Put All Your Eggs in NMi’s Basket This Easter

Put All Your Eggs in NMi’s Basket This Easter

13 April 2022

Chocolate eggs come in many shapes and sizes. With the Easter holidays fast approaching, almost everyone has a bag of them at home. But as a consumer, how do you know if the weight indicated on the packaging is correct? Well, fear not – NMi (the Netherlands Measurement institute) is here to ensure you’re getting what you pay for.

If you buy chocolate eggs in a store that the salesperson weighs, you don’t know exactly how much you will get: the weight depends on what the seller puts in the bag. The chocolate wrappers, for example, are included in the total, which begs the question: “am I getting bang for my buck?”

Food packers, on the other hand, measure to a T. The wrappers are weighed separately from the chocolate, and the packer always adjusts the pre-set total weight higher than that written on the packaging label.

The Dutch Commodities Act outlines rules for the quantity of pre-packaged products. The Act also defines what must appear on the packaging with respect to its weight. Packers can choose whether to put the minimum figure or the e-mark on a bag. If they choose the minimum weight, each package must contain at least as much product as stated on the label. This is easy to inspect in-store. And even one wrong package could potentially lead to a fine.

The other choice is an e-sign (estimated) on the label. Almost all the easter eggs you find in supermarkets carry the e-sign. Packers using the e-sign must ensure that the average amount of chocolate from an entire batch of eggs is at least equal to the weight on the bag. That means there is a chance that your 250g bag of assorted chocolate easter eggs could weigh less than 250 grams. There is also a chance that they could weigh more. But there is a minimum weight in place to protect against significant variations.

NMi guarantees accuracy
This is difficult to check in the store. Fortunately, NMi (the Netherlands Metrology Institute) can help. Before placing the e-mark on bags of chocolate eggs, NMi inspects the packer’s dosing and filling process on behalf of the government. That inspection includes testing the packers’ measuring instruments and reviewing their procedures.

Chocolate eggs are weighed on a machine with as many as 24 weighing trays. Each one holds a random quantity of eggs, and once they reach a pre-set total weight, the eggs fall through a funnel into a bag.

After a bag is filled, the packer checks whether the weight of the chocolate in the bags meets requirements by using manual or automatic weighing scales, which must also comply with the legal standards of the Metrology act. The accuracy of these scales is important: imagine if they showed 250 grams when in fact there was only 247 grams on the scale!? There would be a whole batch containing too little chocolate. Consumers would not be happy bunnies…

Packers can carry out checks via random sampling, and NMi can verify whether they do this enough and whether they use the correct approval and rejection criteria. In addition, packers regularly weigh the bags on an even more accurate scale and count the number of eggs to know how much packaging material (bags and wrappers) to subtract from the gross weight.

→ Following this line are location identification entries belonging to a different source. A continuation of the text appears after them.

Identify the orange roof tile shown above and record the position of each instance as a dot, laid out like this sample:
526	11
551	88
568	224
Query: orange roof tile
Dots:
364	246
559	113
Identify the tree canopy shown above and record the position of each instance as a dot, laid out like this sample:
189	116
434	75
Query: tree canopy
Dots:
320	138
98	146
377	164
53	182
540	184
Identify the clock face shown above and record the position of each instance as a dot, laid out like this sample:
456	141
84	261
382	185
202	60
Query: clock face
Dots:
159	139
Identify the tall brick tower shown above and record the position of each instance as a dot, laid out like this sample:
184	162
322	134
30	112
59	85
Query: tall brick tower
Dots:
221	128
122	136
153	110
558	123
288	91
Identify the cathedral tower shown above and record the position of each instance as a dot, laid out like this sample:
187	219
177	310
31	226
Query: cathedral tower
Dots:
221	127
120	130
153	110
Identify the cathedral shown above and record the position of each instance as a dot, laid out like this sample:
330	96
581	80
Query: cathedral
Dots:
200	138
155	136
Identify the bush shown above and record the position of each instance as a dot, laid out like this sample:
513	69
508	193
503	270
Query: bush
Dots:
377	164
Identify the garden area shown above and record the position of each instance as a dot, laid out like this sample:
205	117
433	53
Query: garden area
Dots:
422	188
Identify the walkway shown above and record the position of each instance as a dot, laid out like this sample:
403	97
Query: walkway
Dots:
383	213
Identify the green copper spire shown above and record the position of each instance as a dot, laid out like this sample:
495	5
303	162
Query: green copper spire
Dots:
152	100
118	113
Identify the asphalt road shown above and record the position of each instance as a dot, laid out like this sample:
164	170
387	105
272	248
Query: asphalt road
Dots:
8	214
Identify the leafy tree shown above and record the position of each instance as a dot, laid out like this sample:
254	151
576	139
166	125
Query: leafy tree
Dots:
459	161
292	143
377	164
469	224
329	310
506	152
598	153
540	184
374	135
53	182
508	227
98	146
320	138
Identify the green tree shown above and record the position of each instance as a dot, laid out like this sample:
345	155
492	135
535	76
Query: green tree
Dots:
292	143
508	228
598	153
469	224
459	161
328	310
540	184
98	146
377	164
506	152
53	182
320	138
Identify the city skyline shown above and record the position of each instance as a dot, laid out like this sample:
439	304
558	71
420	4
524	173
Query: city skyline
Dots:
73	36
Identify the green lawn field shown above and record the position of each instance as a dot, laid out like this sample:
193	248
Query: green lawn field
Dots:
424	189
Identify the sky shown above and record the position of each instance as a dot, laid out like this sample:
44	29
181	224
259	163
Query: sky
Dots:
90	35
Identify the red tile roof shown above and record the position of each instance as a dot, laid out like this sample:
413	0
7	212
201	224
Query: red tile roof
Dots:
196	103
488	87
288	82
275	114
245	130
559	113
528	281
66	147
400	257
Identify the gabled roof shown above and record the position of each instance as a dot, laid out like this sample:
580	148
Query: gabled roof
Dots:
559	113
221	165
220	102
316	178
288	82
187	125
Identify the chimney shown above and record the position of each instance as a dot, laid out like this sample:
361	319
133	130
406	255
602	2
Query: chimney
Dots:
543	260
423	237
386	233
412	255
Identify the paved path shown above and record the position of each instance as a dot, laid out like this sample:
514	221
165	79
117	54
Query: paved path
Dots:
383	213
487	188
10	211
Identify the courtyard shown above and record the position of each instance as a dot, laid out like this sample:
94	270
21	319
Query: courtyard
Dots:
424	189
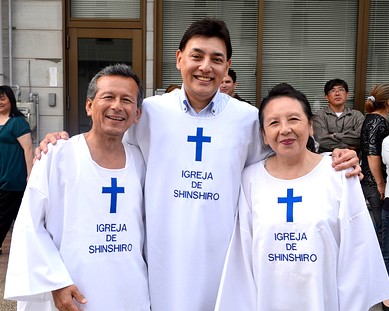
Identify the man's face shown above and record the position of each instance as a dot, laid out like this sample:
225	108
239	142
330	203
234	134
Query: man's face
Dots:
203	64
228	85
337	97
114	108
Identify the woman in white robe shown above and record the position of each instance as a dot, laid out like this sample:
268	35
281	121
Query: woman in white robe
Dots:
304	239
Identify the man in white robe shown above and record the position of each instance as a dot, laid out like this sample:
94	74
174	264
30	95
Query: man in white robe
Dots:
80	227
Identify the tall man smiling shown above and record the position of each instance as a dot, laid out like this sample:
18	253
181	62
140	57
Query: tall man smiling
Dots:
195	142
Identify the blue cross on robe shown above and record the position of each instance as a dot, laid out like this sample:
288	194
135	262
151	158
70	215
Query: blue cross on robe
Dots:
199	139
290	200
113	190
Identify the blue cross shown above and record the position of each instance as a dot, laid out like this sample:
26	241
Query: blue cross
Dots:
113	190
290	200
199	139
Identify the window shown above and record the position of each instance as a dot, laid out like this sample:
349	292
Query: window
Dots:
378	48
307	43
105	9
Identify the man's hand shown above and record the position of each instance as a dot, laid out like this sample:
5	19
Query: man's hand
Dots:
63	298
346	158
49	138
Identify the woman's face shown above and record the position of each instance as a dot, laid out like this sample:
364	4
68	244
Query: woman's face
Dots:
286	127
5	104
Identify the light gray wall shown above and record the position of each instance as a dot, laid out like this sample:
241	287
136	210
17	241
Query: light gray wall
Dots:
37	51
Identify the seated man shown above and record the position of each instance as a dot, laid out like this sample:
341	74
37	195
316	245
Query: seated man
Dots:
337	126
229	84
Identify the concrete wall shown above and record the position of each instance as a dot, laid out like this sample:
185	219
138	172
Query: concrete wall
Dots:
38	52
38	58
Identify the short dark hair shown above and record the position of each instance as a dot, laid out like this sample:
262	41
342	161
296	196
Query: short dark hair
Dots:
335	82
121	70
208	27
7	91
232	74
285	90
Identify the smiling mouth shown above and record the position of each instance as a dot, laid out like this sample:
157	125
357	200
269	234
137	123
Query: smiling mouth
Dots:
115	118
204	79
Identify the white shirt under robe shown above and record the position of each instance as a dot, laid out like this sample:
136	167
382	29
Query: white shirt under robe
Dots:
80	224
302	244
194	167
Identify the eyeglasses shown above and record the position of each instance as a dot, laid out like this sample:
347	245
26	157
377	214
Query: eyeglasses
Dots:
339	89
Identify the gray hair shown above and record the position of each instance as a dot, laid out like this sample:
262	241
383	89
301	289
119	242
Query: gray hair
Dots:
121	70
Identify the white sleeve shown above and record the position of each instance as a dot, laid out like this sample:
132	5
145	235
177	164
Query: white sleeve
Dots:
237	289
35	265
362	277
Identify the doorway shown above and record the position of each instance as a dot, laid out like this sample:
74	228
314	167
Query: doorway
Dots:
90	50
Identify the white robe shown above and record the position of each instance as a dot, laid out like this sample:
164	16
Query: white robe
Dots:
70	230
323	255
191	194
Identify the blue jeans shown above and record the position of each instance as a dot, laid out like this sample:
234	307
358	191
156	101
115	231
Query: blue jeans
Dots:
385	238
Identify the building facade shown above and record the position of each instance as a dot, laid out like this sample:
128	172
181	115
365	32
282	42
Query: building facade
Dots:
51	48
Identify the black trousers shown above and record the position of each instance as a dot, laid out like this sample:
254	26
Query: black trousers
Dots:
9	208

If the amount of product on the label is expressed in volume, packers will also measure density. This measurement method needs to be very precise because a small error can have a major impact on product volume.

Once all these procedures are approved by NMi, they are recorded and recognized. From that moment on, the packer is obliged to always pack the eggs in this way. If anything changes in the process, the packer needs to re-apply for approval at NMi.

Peace of mind for consumers
Thanks to the e-mark and NMi, consumers can rest assured that their favourite pre-packaged chocolate eggs are measured without the wrappers and that the weight of the chocolate is correct according to the label. And if you receive one egg too few, the next bag will contain an extra egg. This is all guaranteed and controlled by the packer, according to procedures recognized by NMi.